I got a good feeling from Coruña from the moment I stepped off the bus. Greeted with bright blue skies and a sense of excitement brought about my arrival in civilisation, I headed for the centre with the sun on my ruck-sack laden back, and a spring in my step. Wide avenues cutting through the city on one side, shiny yachts bobbing about in the harbour on the other, the whole world and their designer dog out for a Saturday morning stroll. The mix of bustling pavement cafes, modernist grandeur in the buildings, and vibrant street culture was quite a change to the farms I'd been used to. This is great, I thought to myself, soaking up the scene in the town square, it's just what I imagine Buenos Aires to be like. Which sort of made me wonder why I didn't just go to Buenos Aires. Bet they don't kill pigs with their bare hands there though, do they!
Coruna, or A Coruña, I should say - or even The City Formally Known as La Coruña, perhaps - has got a bit of everything. A huge sandy beach, a fancy marina, good nightlife, great architecture, a few decent museums, and some of Galicia's most dramatic coastline just a short hop away.
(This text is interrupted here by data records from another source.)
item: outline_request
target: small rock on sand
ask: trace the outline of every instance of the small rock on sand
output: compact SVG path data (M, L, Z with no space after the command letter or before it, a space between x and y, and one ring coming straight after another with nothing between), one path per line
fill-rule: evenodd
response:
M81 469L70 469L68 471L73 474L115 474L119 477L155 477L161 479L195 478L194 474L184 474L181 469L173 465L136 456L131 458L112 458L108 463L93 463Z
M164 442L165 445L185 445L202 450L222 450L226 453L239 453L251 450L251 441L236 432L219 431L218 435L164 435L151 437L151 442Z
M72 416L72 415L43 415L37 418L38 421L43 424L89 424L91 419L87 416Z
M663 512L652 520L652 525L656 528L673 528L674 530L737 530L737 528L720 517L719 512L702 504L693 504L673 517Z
Up until recently, it's also had a few problems deciding on what to call itself, although for the time being at least, the city seems to have settled on A Coruña.
Despite the inclusion - or not, as the case may be - of the 'L' becoming a not insignificant political issue in recent years (it's all to do with Galician nationalism, and therefore not something I'm really qualified to poke fun at), it's good to know that the city hasn't been held back. Quite the opposite: Coruña has gone from strength to strength economically, culturally and politically. The post-regency grandeur is now accompanied by a striking contemporary trim.
It's an unashamedly bourgoise city, which makes it very unlike the rest of the province. The locals seem to enjoy nothing more than their evening paseo. Come seven thirty, everyone of Coruña's inhabitants take to the pavements, all dolled up in their snazziest clobber, not a hair out of place, like they're trying to collectively break the record for the most designer labels per capita in Europe. It's by far and away as glam as life gets in Galicia. In fact, this lot could give the England WAGs a run for their (extremely conspicuously displayed) money.
Thankfully all this posing is fringed by some rougher edges. It's not only the boutiques that do a roaring trade around here. There's also a very healthy tapas scene. Ok, maybe healthy isn't the right word, but there's certainly plenty of opportunities to eat a lot of it. I've been staying right in the centre of the 'tapas zone' where making the decision to stop eating can be a demanding exercise in self control. As with the other cities I've visited, each bar specialises in a different dish. Guided by adopted Coruñian John Barlow, who's appetite I first encountered in Santiago, I've visited the bar that's known for tortilla, the bar that's known for roast ham, the bar that's known for croquettes, the bar that's known for chorizo, the bar that's known for chiparones (baby squid), the bar that's known for zamburiñas (tiny scallops), the bar that's known for its home-made liquor (see picture above - inviting, eh?) and the bar that's known for just being very, very cheap.
Normally I tend to avoid places that adorn their walls with huge neon signs, but Meson do Pulpo, on the street of pulpo, in the city that specialises in the stuff... Well I couldn't resist. It tasted a lot better than it did out of a tin!